Time and time again, Crump said, candidates have made promises to Black communities that they’ve failed to address once elected.
“Many Blacks who tried to vote or who tried to voice their complaints have given up,” she said. “They do not feel like they can make a difference.”
But Shelton, the Power Coalition leader, said it’s not just Black voters who are apathetic and complacent.
“Black voters certainly had a lot to lose, but we have a bigger issue when the majority of the state sits at home,” she said.
Greater turnout efforts needed
“We typically do canvassing, phone banking, texting,” Shelton said. “We do candidate forums. We do different types of events, like where we work with young people to ride bikes to the polls for early voting.”
Turnout from this election cycle, however, suggests that might not be enough. And those efforts pale in comparison to voter registration and mobilization efforts in other states like Georgia, which has seen a surge in minority and other voter turnout over the last decade.
Efforts to increase voter turnout in Georgia also include canvassing, phone banking and texting, bolstered by Georgia’s large number of civic engagement groups. There are more than 30 voter registration and education organizations in Georgia, according to Cause IQ, compared to nine in Louisiana.
Additionally, Georgia voters participate in events like voter rallies, registration drives and parties to get people to the polls.

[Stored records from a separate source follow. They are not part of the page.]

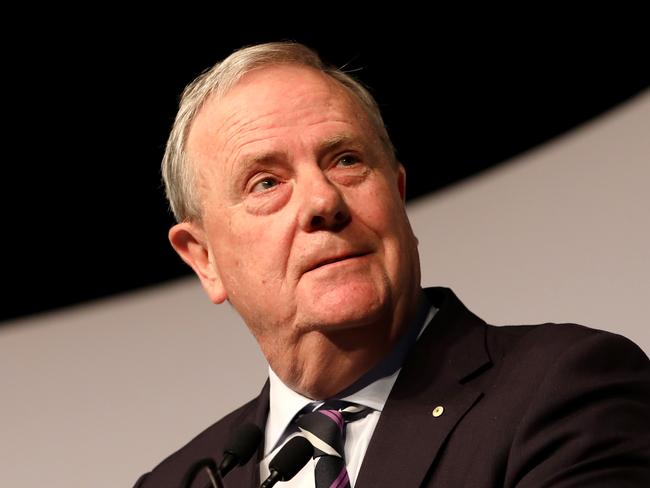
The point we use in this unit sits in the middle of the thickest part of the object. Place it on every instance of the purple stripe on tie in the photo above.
(336, 416)
(341, 479)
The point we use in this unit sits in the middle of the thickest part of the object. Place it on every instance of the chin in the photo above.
(344, 308)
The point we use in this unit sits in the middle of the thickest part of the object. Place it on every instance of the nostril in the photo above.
(317, 221)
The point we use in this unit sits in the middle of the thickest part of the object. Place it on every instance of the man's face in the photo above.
(304, 229)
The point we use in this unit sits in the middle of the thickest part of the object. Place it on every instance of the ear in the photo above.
(401, 181)
(189, 240)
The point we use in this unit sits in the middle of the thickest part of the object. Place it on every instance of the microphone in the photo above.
(239, 449)
(289, 460)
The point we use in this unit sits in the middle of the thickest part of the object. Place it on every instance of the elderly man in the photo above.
(290, 205)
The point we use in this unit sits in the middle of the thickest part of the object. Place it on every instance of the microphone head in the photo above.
(291, 458)
(244, 442)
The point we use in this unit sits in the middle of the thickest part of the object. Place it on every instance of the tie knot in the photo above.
(325, 427)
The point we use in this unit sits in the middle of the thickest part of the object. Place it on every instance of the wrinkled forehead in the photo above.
(269, 96)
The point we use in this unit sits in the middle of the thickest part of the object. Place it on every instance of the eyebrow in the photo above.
(335, 142)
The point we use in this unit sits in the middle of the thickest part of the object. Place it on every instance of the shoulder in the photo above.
(550, 344)
(208, 444)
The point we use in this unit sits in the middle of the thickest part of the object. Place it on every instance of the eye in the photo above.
(347, 160)
(264, 184)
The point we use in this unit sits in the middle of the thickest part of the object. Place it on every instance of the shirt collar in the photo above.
(371, 390)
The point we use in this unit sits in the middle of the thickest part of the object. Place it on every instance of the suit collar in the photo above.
(249, 474)
(438, 373)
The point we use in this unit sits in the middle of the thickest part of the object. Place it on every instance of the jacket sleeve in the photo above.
(589, 422)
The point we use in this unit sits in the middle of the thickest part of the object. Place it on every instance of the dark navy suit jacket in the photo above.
(523, 406)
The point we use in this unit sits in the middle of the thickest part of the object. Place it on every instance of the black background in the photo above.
(89, 105)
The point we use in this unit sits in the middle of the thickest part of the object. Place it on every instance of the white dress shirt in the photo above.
(286, 403)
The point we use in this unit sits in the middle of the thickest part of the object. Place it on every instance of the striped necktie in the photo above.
(325, 429)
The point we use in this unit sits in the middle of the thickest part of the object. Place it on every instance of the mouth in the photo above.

Wilson said he has not witnessed that kind of “aggressive, active canvassing” in Louisiana. But Gov. John Bel Edwards’ reelection victory in 2019 suggests that type of canvassing might be what’s needed for a Democrat to win in Louisiana.
After failing to win outright in the primary election in 2019, Edwards’ campaign team focused on increasing his support from Black residents by visiting churches and locating residents who had voted in the 2018 midterm elections but had not voted in the 2019 primary.
Then they sent fellow churchgoers and neighbors to knock on their doors to motivate them to vote in the general election. They also used phone banking and other methods of voter outreach.
To overcome voter apathy, State Rep. Tammy Phelps, D-Shreveport, emphasized the importance of “connecting with the community on a personal level.” She said it is important to make sure that voters know candidates care and can see their faces.
Wilson agreed, adding that it’s important to tap into “grassroots tabletop issues,” like health care and living costs.
“I think they have to understand that their voice matters in terms of public policy,” Wilson said. “If they don't see themselves in the outcome of the election, then obviously they will not have the interest.”
Wilson and other leaders emphasized a need to engage voters beyond the typical four-month election cycle.
Progressive Democrats also blame the Louisiana Democratic Party for failing to do enough to turn out voters, and they are pushing for a change in leadership. Davante Lewis, a public service commissioner who is considering running for state party chairman, said leaders have to keep voters engaged at all times.
“You can’t stop,” he said. “That’s how you build momentum and get a movement going.”